100 years ago, our grandparents who made the trek as youngsters from Russia to America were unable to complete an elementary school education and lived most of their lives in poverty and with limited choices.
My Grandma Tzippy lived as a widowed seamstress in the sweatshops of New York. Marcia’s Grandpa Al (also a widower at a young age) made his way as a peddler in small town Georgia.
Our parents also had limited choices. They came of age during depression and world war and during a time when many doors were shut to Jews in America. Elite colleges, the corporate ladder, country clubs, and neighborhoods were restricted. Holding onto Shabbat, holidays and kosher food came at the cost of restricting your job choices and your livelihood.
What a contrast to today.
Our Newton kids attend some of the world’s best schools, are recruited for the best colleges and graduate schools and have the ability to contribute to American society at all levels.

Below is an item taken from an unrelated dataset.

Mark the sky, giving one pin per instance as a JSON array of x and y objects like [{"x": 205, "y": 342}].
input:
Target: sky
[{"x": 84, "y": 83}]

If they want, they have a glide path to the (overly derided) 1% while soaking in Jewish culture, spirituality, and religious life to their heart’s content.
The ability for a Jewish American to fulfill their human and Jewish aspirations is unprecedented in our past 2000-year history.
In 2015 and 2016, we will have managed to attend 20 Jewish weddings, and the array of accomplishments of the couples is astonishing. Graduates of the world’s finest universities, having studied and volunteered abroad, having graduate training in law, medicine, the sciences, business, public policy, many of them are building careers at the leading edge of world society as bankers, entrepreneurs, academicians, public policy experts, social workers etc..., while at the same time picking a spot on the Jewish life spectrum that they felt the most meaningful for them.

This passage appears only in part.